Summary: The Bible isn’t a list of rules. The Bible is a relationship waiting to happen. You need Jesus. And Jesus isn’t going to leave you because you mess up

The Bible tells us how to live. Not necessarily as a list of rules, but, more like guidelines. Sometimes we confuse the Bible with a list of rules and then we really worry about whether we’re keeping them all or not. I know I used to live that way. The problem with trying really, really, really hard to keep all the rules and constantly worrying about whether or not you’ve made it through the day without any wrong doing is unrealistic. Of course you don’t make it through the day without doing wrong.

So maybe now you’re wondering what’s the big deal then if I mess up? Does it matter? Yes, it does, but maybe not for the reason you think. I want you to consider the most important question behind every action you take. The question is one word. “Why?” Your honest answer to this question is what God is ultimately interested in.

For example; you should ask “Why do I go to church?” The answer to that question is important to God. And it’s important for all of us, really. We’re all in this church thing together. The reality is that God knows. He knows why. And the reason you go matters more than the fact that you attend. If a person considers the Bible as a list of rules, then going to church becomes something that is important to do because it’s a rule. In other words, I go to church so that I don’t make God mad. The irony is that the person going to church because they believe it to be a rule has already ticked off God. He’s not interested in church attendance. If He was then we would have a Scripture that said, “Thou shalt not miss church or thou wilt be punished.”

Since I grew up thinking that the Bible was a list of rules I would read a verse like Hebrews 10:25 and think that if I missed church I was breaking one of God’s rules. “And let us not neglect our meeting together, as some people do, but encourage one another, especially now that the day of his return is drawing near.” The word the NLT translates as neglect means ‘to abandon’ or ‘desert’. And so a lot of folks who think the Bible is a list of rules will think this is one verse that says, “go to church.”

Now, I’m not suggesting that it’s a good thing to miss our worship time. What I’m teaching is that why you go is more important than the fact you’re in attendance. Let me ask it this way; is it possible for a person to neglect the church, it’s mission and purpose and yet still be physically in attendance on Sunday? Hebrews 10:25 provides the motive for why God wants us to spend time together. He says He wants us to encourage each other. So is it possible for someone to attend a worship time, to be present, but, completely miss the purpose for being there? I believe it is. This is why attendance is not the rule, but, encouraging each other is the guide that shapes our purpose for worshiping together. This is just one example of how it’s important for us to grasp a deeper truth, and we do this simply by asking ourselves, “why?”

We can apply this understanding to every Scripture in the Bible. It’s more important to ask WHY am I doing something, rather than, WHAT must I do?
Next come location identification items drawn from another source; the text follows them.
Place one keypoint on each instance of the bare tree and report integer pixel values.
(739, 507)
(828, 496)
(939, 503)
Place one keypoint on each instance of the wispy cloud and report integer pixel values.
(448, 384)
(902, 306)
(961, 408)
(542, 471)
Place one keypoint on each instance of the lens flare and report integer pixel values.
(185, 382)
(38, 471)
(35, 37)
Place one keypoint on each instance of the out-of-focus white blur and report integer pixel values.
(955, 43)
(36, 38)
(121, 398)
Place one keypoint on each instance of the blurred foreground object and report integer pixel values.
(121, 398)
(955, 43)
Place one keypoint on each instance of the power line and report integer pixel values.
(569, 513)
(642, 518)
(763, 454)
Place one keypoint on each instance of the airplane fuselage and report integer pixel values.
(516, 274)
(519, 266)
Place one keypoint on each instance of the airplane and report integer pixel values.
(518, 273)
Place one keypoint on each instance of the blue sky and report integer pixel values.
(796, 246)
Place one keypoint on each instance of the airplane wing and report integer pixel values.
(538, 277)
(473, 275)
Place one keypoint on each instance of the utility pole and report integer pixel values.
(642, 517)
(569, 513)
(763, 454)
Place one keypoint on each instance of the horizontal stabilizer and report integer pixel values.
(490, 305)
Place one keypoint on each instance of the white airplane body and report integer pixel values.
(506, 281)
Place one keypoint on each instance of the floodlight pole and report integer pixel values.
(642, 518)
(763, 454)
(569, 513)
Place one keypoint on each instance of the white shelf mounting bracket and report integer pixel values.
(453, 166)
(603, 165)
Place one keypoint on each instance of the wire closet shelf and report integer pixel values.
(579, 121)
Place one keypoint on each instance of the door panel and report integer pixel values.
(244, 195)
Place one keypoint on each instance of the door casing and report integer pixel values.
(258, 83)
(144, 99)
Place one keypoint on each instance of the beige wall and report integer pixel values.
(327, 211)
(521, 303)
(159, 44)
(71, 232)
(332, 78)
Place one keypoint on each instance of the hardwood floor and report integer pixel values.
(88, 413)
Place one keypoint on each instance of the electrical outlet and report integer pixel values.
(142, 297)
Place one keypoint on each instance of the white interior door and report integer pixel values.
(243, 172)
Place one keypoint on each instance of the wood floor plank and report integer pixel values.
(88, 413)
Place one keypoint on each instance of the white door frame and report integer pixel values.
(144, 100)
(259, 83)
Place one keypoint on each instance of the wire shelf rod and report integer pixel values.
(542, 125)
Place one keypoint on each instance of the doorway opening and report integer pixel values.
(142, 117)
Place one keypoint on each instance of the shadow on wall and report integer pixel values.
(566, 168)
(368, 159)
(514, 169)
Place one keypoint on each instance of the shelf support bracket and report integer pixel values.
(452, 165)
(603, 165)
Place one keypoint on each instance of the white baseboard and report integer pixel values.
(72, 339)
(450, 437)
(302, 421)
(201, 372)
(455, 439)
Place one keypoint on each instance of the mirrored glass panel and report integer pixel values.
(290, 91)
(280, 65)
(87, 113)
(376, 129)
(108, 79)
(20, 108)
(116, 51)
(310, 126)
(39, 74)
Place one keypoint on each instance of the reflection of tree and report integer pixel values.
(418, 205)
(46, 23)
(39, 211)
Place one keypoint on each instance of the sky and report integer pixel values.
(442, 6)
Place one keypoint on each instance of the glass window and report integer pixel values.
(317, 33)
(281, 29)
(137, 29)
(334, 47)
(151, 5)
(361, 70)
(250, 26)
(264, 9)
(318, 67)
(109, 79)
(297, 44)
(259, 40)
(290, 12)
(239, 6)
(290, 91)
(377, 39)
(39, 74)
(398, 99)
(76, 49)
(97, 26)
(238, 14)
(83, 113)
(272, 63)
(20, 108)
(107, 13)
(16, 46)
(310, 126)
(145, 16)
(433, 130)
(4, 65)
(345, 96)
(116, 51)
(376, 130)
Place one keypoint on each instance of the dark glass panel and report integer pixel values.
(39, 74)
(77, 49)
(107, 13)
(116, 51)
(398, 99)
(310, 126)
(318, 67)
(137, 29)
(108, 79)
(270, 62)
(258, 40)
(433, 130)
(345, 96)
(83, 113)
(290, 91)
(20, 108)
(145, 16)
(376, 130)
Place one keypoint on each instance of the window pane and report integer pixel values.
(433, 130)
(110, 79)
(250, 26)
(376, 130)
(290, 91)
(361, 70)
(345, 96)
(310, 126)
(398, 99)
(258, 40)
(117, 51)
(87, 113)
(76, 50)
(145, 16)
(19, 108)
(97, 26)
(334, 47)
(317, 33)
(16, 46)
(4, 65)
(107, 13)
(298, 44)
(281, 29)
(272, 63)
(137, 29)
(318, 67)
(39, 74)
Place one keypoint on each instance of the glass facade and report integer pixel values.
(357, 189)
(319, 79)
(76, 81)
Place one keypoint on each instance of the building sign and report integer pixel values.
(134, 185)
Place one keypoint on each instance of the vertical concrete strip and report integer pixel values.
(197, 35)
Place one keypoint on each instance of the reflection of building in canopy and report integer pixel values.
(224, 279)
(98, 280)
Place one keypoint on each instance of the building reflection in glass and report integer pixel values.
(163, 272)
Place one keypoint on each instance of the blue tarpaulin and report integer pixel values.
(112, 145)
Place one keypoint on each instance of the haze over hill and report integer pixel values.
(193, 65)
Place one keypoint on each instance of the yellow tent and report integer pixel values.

Ah, now if you’re someone who thinks the Bible is a list of rules, you will point to Acts 2:37 where the folks who heard Peter preach the first sermon after Jesus death and resurrection asked, “What should we do?” And Peter replied, “repent and turn to God.” Turning to God or giving your life to God is not an action, it’s a change of heart, mind and attitude. Then Peter told the people to “be baptized.” But, I don’t see this as a list of rules. The question these people asked, wasn’t the best question. “What must I do? Is not as good a question as; Who must I become?” God has always been more interested in a person’s heart, attitude and purpose than He is in what a person does. Obedience alone is not enough; obeying God with the right heart is what He’s after.

Let’s take a look at another Scripture with this understanding. 1 Thessalonians 5:18; “Be thankful in all circumstances, for this is God’s will for you who belong to Christ Jesus.” When I read Scriptures like this I wonder how it’s possible to be thankful in every circumstance. Frankly there have been moments as we have journeyed with Jared’s cancer treatments that I have found myself to be the opposite of thankful. It was especially hard for me at the beginning of our journey when Jared was first diagnosed. We weren’t sure what we were dealing with and the answers weren’t forthcoming from the doctors and nurses. For example, I had questions about how long the treatment process would take. I wanted to know if treatment would be a few months, a year, or more? Would he survive this? Will his leg be amputated? These were just some of the questions and initially the response to all of these questions was “we don’t know.” I thought at first that they were keeping us in the dark because they didn’t want us to know. That maybe we would lose hope if the predictions were too negative. Or they didn’t want to be too positive because they didn’t want to mislead us.